Security News > 2022 > October > Adversarial ML Attack that Secretly Gives a Language Model a Point of View

"Machine learning security is extraordinarily difficult because the attacks are so varied-and it seems that each new one is weirder than the next. Here's the latest: a training-time attack that forces the model to exhibit a point of view: Spinning Language Models: Risks of Propaganda-As-A-Service and Countermeasures."
Abstract: We investigate a new threat to neural sequence-to-sequence models: training-time attacks that cause models to "Spin" their outputs so as to support an adversary-chosen sentiment or point of view-but only when the input contains adversary-chosen trigger words.
Model spinning introduces a "Meta-backdoor" into a model.
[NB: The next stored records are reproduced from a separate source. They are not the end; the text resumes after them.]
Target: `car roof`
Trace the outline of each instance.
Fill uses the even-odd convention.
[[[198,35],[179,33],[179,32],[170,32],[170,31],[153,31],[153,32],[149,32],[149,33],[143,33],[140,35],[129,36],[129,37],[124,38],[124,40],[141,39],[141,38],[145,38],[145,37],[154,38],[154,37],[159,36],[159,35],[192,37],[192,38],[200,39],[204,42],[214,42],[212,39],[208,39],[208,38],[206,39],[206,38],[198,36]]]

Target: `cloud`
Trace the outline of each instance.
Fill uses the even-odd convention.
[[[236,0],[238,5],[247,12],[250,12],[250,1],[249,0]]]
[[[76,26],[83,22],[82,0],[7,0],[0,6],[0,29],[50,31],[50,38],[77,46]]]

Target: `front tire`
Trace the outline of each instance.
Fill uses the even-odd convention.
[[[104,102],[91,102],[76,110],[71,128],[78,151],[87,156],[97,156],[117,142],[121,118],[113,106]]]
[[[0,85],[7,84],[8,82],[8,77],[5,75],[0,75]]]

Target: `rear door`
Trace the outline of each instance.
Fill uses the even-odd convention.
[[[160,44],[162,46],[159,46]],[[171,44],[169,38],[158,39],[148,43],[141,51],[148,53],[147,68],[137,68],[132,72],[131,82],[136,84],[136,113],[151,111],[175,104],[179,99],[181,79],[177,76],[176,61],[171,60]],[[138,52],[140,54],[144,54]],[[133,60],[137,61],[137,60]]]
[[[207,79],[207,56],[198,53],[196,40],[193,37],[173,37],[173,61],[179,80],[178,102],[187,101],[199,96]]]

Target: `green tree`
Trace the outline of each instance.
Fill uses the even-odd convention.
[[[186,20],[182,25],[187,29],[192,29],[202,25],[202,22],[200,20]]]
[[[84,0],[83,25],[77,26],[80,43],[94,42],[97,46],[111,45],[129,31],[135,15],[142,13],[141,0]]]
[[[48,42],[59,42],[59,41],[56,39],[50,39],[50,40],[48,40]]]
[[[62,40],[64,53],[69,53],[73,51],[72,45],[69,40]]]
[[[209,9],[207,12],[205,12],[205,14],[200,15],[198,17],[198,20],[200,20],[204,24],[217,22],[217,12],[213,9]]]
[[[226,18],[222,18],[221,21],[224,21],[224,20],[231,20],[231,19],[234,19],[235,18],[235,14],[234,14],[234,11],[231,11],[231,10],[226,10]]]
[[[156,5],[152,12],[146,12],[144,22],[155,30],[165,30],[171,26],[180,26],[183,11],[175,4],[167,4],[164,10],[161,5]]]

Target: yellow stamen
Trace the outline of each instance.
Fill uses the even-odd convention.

An adversary can create customized language models that produce desired spins for chosen triggers, then deploy these models to generate disinformation, or else inject them into ML training pipelines, transferring malicious functionality to downstream models trained by victims.
It stacks an adversarial meta-task onto a seq2seq model, backpropagates the desired meta-task output to points in the word-embedding space we call "Pseudo-words," and uses pseudo-words to shift the entire output distribution of the seq2seq model.
We evaluate this attack on language generation, summarization, and translation models with different triggers and meta-tasks such as sentiment, toxicity, and entailment.